Under the AI Omnibus, an even later application date applies to these systems: the relevant high-risk obligations for AI embedded in Annex I products will not apply until 2 August 2028. Manufacturers integrating AI functions into regulated products thus benefit from a substantially extended transition period and are able to plan their product architectures and certification strategies on a long-term basis.

5. Machinery in Annex III: Reclassification from Section A to Section B

A particularly significant substantive change concerns the scope of the AI Act as it applies to machinery. Certain machinery was previously listed in Section A of Annex III. The AI Omnibus reclassifies that machinery into Section B of the same Annex.

This reclassification has far-reaching consequences. Under Art. 2(2) AI Act, AI systems listed in Section B of Annex III that are embedded in products subject to the product safety legislation referred to in Annex I are subject to a substantially reduced set of obligations: a substantial portion of the requirements applicable to high-risk AI systems no longer applies. Manufacturers of AI-enabled machinery should therefore carefully assess whether their products now fall within this exemption and identify which obligations are consequently no longer applicable.

6. AI Regulatory Sandboxes: Extension of the Establishment Deadline

The AI Act obliges the competent national authorities to establish so-called AI regulatory sandboxes. Within these environments, companies may develop and test innovative AI systems under regulatory supervision and under relaxed conditions, prior to their market placement. The original deadline for the establishment of these sandboxes by the competent authorities – 2 August 2026 – is extended by the AI Omnibus to 2 August 2027.

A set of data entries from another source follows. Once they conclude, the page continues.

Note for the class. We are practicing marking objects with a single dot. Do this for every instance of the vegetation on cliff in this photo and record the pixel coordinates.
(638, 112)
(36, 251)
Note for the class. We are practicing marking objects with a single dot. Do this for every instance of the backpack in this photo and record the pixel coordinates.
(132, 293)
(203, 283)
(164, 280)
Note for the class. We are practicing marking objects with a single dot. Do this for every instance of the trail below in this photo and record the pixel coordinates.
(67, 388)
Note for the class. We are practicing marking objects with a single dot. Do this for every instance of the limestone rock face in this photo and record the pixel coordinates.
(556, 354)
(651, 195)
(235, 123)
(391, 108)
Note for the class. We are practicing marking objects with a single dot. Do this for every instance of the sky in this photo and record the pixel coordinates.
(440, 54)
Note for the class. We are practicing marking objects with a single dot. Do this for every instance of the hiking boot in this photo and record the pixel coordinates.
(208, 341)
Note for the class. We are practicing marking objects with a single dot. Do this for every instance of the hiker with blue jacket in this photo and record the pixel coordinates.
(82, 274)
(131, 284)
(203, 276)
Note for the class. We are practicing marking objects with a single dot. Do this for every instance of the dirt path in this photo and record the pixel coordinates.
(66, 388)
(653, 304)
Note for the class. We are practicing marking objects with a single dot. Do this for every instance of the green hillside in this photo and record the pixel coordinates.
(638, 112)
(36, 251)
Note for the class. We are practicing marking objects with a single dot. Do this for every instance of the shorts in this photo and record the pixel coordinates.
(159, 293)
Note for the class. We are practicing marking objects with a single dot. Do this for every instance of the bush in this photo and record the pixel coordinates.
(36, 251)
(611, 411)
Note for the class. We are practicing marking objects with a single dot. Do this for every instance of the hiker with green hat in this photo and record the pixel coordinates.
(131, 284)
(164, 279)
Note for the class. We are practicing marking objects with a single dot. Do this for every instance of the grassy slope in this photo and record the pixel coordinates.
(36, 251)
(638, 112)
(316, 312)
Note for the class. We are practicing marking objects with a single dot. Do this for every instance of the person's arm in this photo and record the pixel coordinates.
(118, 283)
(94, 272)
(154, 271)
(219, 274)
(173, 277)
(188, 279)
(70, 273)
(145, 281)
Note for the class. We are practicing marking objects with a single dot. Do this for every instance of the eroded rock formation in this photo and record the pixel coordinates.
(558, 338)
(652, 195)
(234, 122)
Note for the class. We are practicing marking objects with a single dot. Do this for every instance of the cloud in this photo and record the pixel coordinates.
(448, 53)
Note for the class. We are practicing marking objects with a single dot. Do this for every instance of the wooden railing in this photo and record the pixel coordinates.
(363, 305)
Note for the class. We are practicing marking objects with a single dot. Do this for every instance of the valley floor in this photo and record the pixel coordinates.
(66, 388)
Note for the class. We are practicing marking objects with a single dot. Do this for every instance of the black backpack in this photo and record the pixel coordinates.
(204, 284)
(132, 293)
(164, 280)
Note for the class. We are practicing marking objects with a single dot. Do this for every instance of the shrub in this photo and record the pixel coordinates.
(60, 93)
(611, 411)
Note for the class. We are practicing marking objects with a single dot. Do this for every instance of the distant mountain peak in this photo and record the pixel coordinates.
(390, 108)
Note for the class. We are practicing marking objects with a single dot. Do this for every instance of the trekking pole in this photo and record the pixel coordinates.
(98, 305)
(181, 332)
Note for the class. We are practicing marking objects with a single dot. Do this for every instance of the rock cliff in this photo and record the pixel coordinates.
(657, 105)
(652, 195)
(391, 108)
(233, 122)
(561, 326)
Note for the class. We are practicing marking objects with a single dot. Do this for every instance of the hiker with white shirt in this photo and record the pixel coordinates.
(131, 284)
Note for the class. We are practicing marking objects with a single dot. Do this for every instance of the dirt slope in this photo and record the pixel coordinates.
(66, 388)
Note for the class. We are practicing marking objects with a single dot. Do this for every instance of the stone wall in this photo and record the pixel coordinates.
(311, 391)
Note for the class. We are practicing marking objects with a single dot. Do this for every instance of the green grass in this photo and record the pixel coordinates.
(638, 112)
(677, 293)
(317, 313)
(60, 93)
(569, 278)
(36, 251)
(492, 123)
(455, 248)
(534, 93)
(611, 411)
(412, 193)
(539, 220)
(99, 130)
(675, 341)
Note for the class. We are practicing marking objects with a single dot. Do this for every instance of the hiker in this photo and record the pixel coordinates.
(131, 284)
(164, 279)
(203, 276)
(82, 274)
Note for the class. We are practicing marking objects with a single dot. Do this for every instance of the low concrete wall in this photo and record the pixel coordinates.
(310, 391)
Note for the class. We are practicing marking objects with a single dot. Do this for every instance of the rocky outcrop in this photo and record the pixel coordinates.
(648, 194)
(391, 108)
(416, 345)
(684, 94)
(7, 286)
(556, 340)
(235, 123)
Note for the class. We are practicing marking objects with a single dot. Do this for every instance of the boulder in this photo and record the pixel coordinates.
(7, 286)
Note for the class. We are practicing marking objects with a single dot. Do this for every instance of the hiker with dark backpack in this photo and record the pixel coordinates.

For businesses that depend on access to regulatory sandboxes – such as AI start-ups or companies with novel AI applications – this means that this facility will not be available on a broad basis before mid-2027. This should be factored into development and market launch planning.

Practical Note

The AI Omnibus affords affected businesses an important breathing space – it does not, however, relieve them of the obligation to prepare. The additional time should be used to conduct a structured stocktake: which AI systems are being deployed or developed within the organisation? Which category of the AI Act applies? And might products incorporating embedded AI benefit from the exemption for machinery under Section B? The answers to these questions should be developed now – not in the period immediately before the new deadlines expire.

Recommended Actions

  • AI system inventory: Systematically record all AI systems deployed, developed or distributed within your organisation and assign them to the relevant categories under the AI Act. Particular attention should be paid to the distinction between high-risk AI under Annex III and Annex I.
  • Review of high-risk classification: For systems with a potential connection to Annex III, a legal assessment should be conducted. In particular, it should be examined whether the reclassification of machinery into Section B of Annex III permits a reassessment and results in obligations no longer being applicable.
  • Building AI governance structures: Use the extended deadlines to assign internal responsibilities, establish documentation systems, and plan training for relevant members of staff.
  • Monitoring regulatory developments: The AI Omnibus demonstrates that the regulatory landscape remains in flux. Continuous monitoring at EU level and flexible compliance planning are indispensable.